Learning Agile Locomotion via Adversarial Training
This work addresses the problem of reducing human effort in designing training environments for agile locomotion in legged robots, representing an incremental improvement over prior methods.
The paper tackles the challenge of automating agile locomotion controller design for legged robots by introducing a multi-agent adversarial training system where a quadruped robot chases an adversary, reducing the need for manual environment design. The result shows that the learned controller significantly outperforms carefully designed baselines, with the use of an ensemble of adversaries being essential for mastering agility.

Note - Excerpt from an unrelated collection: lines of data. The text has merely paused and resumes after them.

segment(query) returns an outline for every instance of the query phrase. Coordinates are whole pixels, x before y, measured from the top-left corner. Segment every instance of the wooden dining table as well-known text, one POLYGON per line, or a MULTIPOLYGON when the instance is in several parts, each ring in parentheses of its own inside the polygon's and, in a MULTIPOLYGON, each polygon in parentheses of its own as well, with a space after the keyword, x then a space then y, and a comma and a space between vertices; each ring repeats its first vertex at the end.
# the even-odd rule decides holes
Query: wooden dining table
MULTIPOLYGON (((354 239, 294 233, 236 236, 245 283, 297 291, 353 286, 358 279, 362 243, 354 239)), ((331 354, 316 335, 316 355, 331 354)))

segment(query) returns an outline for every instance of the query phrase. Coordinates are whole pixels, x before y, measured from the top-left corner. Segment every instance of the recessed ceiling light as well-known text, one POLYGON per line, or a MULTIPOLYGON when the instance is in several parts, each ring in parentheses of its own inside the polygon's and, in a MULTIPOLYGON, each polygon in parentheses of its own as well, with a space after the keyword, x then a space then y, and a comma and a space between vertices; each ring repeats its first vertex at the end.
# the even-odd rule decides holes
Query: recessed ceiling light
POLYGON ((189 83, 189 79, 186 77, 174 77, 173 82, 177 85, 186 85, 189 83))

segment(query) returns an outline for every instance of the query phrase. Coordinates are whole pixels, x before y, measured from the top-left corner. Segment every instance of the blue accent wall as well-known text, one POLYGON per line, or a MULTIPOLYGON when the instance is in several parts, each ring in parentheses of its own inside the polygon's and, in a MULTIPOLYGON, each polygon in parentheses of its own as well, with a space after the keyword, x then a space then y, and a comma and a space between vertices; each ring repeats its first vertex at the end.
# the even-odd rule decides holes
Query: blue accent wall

Developing controllers for agile locomotion is a long-standing challenge for legged robots. Reinforcement learning (RL) and Evolution Strategy (ES) hold the promise of automating the design process of such controllers. However, dedicated and careful human effort is required to design training environments to promote agility. In this paper, we present a multi-agent learning system, in which a quadruped robot (protagonist) learns to chase another robot (adversary) while the latter learns to escape. We find that this adversarial training process not only encourages agile behaviors but also effectively alleviates the laborious environment design effort. In contrast to prior works that used only one adversary, we find that training an ensemble of adversaries, each of which specializes in a different escaping strategy, is essential for the protagonist to master agility. Through extensive experiments, we show that the locomotion controller learned with adversarial training significantly outperforms carefully designed baselines.